I yield to none in my admiration and affection for France, but let us be just in the application of our standards and criterions of judgment. If we are to condemn and repudiate our debt to England because we deny it the element of disinterestedness, let us also, and for the same reason, repudiate our admitted debt to France. It is admitted that we were utterly unprepared for war even as late as 1917. Mr. George Creel defends our unpreparedness and says that we could not logically and consistently work for peace while we prepared for war, but even in defending he admits the fact.

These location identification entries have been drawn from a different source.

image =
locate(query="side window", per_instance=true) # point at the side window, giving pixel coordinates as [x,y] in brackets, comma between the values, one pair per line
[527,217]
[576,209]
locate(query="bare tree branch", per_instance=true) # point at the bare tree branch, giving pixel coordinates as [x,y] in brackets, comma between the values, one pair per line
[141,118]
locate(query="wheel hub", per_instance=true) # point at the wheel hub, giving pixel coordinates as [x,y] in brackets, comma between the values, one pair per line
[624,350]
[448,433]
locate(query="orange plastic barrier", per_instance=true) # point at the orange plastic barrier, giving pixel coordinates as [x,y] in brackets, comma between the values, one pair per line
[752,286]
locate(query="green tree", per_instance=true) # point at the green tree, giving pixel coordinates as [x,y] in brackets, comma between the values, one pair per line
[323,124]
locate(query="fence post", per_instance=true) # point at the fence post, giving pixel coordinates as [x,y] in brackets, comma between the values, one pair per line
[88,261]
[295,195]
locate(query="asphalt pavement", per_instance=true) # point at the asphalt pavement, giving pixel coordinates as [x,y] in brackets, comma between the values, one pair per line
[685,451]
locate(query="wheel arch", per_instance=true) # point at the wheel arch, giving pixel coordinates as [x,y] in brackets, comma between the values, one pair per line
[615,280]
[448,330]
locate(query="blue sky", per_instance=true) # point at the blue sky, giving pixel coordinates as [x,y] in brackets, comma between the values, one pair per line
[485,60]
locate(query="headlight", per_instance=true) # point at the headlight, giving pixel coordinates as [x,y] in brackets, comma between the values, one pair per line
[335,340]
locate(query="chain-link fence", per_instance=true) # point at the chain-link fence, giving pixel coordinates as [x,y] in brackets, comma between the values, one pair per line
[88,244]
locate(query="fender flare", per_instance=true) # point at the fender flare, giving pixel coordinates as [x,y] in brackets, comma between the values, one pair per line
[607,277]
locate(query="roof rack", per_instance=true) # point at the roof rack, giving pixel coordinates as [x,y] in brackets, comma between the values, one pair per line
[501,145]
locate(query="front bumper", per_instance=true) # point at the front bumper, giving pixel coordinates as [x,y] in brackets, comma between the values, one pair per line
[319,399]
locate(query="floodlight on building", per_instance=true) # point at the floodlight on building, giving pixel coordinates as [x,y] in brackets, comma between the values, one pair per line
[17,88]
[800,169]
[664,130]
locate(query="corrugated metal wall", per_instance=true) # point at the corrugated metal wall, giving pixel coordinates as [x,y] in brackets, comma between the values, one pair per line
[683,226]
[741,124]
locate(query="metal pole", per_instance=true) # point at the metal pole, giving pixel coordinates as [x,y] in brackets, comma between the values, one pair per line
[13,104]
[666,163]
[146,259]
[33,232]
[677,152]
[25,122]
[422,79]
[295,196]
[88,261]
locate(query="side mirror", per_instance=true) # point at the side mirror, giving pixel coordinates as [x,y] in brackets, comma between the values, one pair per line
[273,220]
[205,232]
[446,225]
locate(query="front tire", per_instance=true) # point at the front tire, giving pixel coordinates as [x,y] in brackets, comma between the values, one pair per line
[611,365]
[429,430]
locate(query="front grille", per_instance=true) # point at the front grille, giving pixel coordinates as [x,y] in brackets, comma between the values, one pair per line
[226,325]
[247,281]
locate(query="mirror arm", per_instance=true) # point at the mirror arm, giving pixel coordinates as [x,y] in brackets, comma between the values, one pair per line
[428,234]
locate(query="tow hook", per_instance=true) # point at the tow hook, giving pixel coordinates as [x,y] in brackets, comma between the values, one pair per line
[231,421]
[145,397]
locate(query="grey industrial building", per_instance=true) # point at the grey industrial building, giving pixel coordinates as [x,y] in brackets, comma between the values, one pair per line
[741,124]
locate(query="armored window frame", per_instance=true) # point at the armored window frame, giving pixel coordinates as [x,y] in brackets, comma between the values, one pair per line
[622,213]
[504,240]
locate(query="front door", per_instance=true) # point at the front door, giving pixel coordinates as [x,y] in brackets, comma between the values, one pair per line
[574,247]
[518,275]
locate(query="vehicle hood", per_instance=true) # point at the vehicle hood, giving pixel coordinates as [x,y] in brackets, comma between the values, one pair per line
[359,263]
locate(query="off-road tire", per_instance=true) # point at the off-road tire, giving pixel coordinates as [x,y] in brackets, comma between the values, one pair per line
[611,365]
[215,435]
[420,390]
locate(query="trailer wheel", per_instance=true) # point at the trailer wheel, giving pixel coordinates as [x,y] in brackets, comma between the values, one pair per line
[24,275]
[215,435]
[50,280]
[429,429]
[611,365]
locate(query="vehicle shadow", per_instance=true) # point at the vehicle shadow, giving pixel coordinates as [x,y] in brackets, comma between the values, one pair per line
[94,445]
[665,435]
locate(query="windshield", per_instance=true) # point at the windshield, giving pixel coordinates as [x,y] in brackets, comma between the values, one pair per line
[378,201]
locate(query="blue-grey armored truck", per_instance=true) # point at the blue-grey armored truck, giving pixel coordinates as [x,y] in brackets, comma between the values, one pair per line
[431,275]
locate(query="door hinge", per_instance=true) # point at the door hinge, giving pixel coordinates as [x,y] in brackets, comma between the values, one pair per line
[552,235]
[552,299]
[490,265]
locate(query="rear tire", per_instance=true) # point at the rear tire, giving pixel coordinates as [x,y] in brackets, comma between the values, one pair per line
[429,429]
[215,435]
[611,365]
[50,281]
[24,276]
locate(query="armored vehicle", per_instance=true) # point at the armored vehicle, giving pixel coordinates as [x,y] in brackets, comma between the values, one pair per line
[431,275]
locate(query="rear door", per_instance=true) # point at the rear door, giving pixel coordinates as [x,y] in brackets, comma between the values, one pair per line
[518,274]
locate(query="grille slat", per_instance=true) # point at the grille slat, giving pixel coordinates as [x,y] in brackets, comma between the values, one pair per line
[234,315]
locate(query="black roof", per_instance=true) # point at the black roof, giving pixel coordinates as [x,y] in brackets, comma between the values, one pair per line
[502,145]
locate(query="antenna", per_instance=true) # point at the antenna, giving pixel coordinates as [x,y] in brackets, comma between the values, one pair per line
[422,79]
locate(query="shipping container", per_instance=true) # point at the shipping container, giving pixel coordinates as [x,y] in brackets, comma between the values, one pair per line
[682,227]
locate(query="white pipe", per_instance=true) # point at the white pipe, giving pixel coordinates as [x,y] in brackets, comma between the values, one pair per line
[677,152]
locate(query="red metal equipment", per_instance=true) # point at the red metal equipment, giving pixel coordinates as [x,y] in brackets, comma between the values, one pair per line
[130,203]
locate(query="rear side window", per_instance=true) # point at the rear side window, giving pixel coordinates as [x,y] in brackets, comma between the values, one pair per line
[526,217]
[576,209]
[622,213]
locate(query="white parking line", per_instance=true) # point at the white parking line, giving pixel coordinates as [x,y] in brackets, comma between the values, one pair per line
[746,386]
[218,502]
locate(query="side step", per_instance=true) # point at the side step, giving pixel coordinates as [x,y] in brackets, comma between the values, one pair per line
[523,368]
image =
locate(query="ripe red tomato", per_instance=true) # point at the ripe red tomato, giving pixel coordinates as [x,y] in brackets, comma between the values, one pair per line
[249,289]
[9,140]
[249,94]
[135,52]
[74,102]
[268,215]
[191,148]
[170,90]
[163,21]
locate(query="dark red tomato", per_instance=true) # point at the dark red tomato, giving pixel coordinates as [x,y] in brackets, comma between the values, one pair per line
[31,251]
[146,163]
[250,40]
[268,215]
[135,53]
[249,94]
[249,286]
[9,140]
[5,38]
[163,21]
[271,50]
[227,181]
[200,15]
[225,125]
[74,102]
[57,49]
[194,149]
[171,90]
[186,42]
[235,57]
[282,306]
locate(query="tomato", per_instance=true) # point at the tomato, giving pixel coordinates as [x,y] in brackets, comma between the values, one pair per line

While we have been so unprepared it has been the English fleet that has been defending our Monroe Doctrine; it is the English fleet that has kept our coasts unscarred; it is the English fleet that has enabled our commerce and our transports to cross the seas; it is that Imperial line of ships and guns and men that have protected us through our uneasy slumbers, that have given us time to wake up to the issues of this war and upon which we have depended for the opportunity to make ready and prepare.

Again and again has England saved the world; once when the white sails of the Armada rounded Ushant and spread out over the English Channel; again when Louis XIV was threatening the Old World and the New; again when Bonaparte was making and unmaking kings from Madrid to Warsaw; but never did England give to the world a greater service than when she offered up that little Expeditionary Army and threw herself, all unprepared, across the pathway of victorious Germany. Not one of us can look at the ruins of the cities of France and Belgium and remember the threats of Germany directed towards ourselves without thinking with a shudder at what might be the condition of our own cities and citizens had England failed the world in that dreadful summer of 1914.